Bodenfliesen und Wandkacheln demonstrierten stoßfest und abwaschbar: Weiß.

Verschließbare Kunststoffschränke bargen Sägen, Zangen, Feilen und allerlei anderes nützliches Gerät.

Durchsichtige Folie schützte die Schrifttäfelchen, die den Platz eines jeden Werkzeuges anzeigten.

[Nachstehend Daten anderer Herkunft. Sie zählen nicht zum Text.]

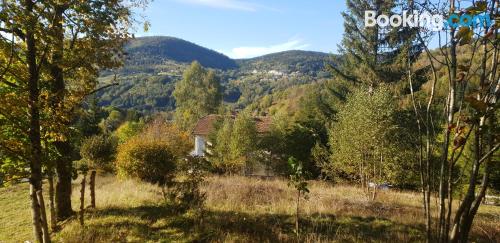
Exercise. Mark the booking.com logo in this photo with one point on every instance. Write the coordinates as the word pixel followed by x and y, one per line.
pixel 434 22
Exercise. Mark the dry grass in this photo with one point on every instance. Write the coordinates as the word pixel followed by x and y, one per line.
pixel 240 209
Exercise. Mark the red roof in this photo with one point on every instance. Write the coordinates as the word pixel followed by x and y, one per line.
pixel 206 124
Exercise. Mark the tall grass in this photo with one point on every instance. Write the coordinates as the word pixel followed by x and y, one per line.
pixel 241 209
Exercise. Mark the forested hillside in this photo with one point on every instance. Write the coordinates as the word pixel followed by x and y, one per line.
pixel 154 64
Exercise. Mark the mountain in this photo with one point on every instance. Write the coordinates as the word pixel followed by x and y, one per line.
pixel 287 61
pixel 155 64
pixel 157 49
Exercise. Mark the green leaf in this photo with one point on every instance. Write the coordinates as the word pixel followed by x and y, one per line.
pixel 464 35
pixel 476 104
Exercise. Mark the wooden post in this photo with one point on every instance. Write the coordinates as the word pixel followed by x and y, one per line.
pixel 92 188
pixel 43 217
pixel 82 198
pixel 53 218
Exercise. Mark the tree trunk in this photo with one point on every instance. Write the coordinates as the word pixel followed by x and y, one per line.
pixel 82 198
pixel 43 217
pixel 53 219
pixel 35 162
pixel 92 188
pixel 297 216
pixel 63 185
pixel 35 213
pixel 65 149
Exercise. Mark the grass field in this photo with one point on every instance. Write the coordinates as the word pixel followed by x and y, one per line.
pixel 238 209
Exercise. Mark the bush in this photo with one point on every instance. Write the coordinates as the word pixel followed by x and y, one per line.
pixel 128 130
pixel 149 160
pixel 186 193
pixel 98 151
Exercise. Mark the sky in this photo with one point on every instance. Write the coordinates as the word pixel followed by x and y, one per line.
pixel 249 28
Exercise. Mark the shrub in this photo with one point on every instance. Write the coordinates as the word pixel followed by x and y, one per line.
pixel 148 160
pixel 128 130
pixel 98 151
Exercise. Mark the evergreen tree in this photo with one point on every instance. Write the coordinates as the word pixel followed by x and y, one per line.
pixel 244 140
pixel 196 95
pixel 372 55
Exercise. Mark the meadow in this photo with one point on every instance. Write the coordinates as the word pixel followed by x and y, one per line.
pixel 238 209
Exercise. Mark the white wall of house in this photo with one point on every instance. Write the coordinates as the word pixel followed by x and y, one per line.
pixel 199 146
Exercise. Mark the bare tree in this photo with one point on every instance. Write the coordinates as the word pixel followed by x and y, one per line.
pixel 469 118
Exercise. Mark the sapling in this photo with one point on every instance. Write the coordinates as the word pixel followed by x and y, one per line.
pixel 298 181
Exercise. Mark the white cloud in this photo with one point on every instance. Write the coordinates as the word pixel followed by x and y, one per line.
pixel 254 51
pixel 224 4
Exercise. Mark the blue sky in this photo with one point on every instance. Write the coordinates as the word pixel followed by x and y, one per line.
pixel 249 28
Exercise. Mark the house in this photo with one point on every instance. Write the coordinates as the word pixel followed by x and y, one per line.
pixel 206 125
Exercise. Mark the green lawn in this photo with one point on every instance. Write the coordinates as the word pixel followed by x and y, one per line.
pixel 237 210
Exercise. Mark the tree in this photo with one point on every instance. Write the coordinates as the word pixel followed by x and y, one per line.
pixel 298 181
pixel 470 103
pixel 147 160
pixel 196 95
pixel 64 44
pixel 220 151
pixel 244 141
pixel 363 142
pixel 372 55
pixel 98 152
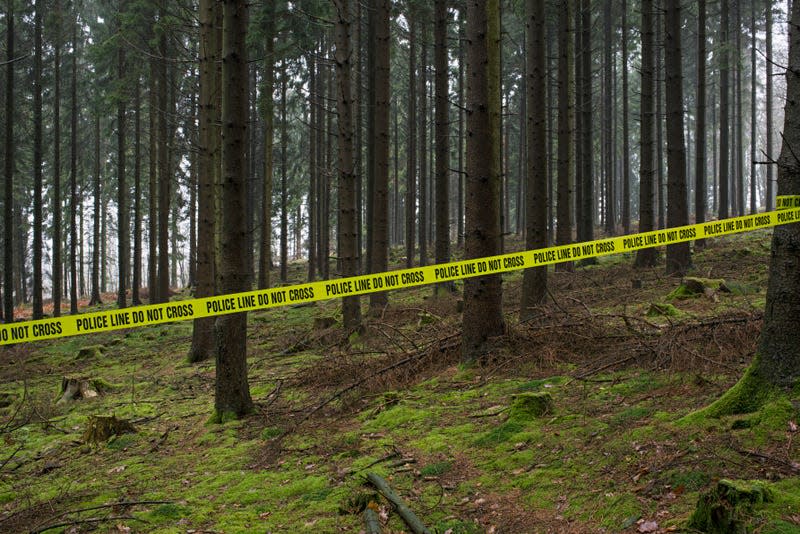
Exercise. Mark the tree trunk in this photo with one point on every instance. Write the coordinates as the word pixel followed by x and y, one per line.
pixel 724 112
pixel 312 171
pixel 164 176
pixel 608 109
pixel 95 298
pixel 232 394
pixel 566 120
pixel 37 163
pixel 8 197
pixel 534 283
pixel 284 179
pixel 152 187
pixel 776 366
pixel 678 255
pixel 700 193
pixel 136 286
pixel 56 237
pixel 348 239
pixel 73 175
pixel 411 140
pixel 587 174
pixel 122 186
pixel 422 130
pixel 626 149
pixel 768 103
pixel 483 311
pixel 208 114
pixel 646 257
pixel 442 202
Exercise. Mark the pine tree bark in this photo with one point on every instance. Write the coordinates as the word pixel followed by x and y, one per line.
pixel 768 103
pixel 95 298
pixel 136 285
pixel 73 175
pixel 646 257
pixel 348 239
pixel 8 196
pixel 678 255
pixel 122 186
pixel 232 394
pixel 380 188
pixel 56 237
pixel 534 282
pixel 268 87
pixel 724 111
pixel 626 146
pixel 701 188
pixel 164 174
pixel 411 140
pixel 566 121
pixel 284 243
pixel 202 347
pixel 442 203
pixel 483 312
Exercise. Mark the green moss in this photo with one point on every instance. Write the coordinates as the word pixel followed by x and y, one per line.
pixel 529 406
pixel 747 396
pixel 662 310
pixel 436 469
pixel 500 434
pixel 728 507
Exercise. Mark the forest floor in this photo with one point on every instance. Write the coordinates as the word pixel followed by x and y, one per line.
pixel 623 361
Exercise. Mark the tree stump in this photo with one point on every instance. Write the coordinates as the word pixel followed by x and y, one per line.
pixel 77 388
pixel 101 428
pixel 527 406
pixel 726 508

Schrauben und Nägel lagen sortiert nach Größe und Länge in Behältnissen aus Plexiglas, jeweils eines der Objekte klebte oben auf dem Deckel.

Ein Putzschrank beherbergte Besen, Schrubber und Lappen. Utensilien, die nur hier unten benutzt werden durften. Einen Kellerbesen im Wohnungsflur zu verwenden, sei Schweinerei, befand der Vater.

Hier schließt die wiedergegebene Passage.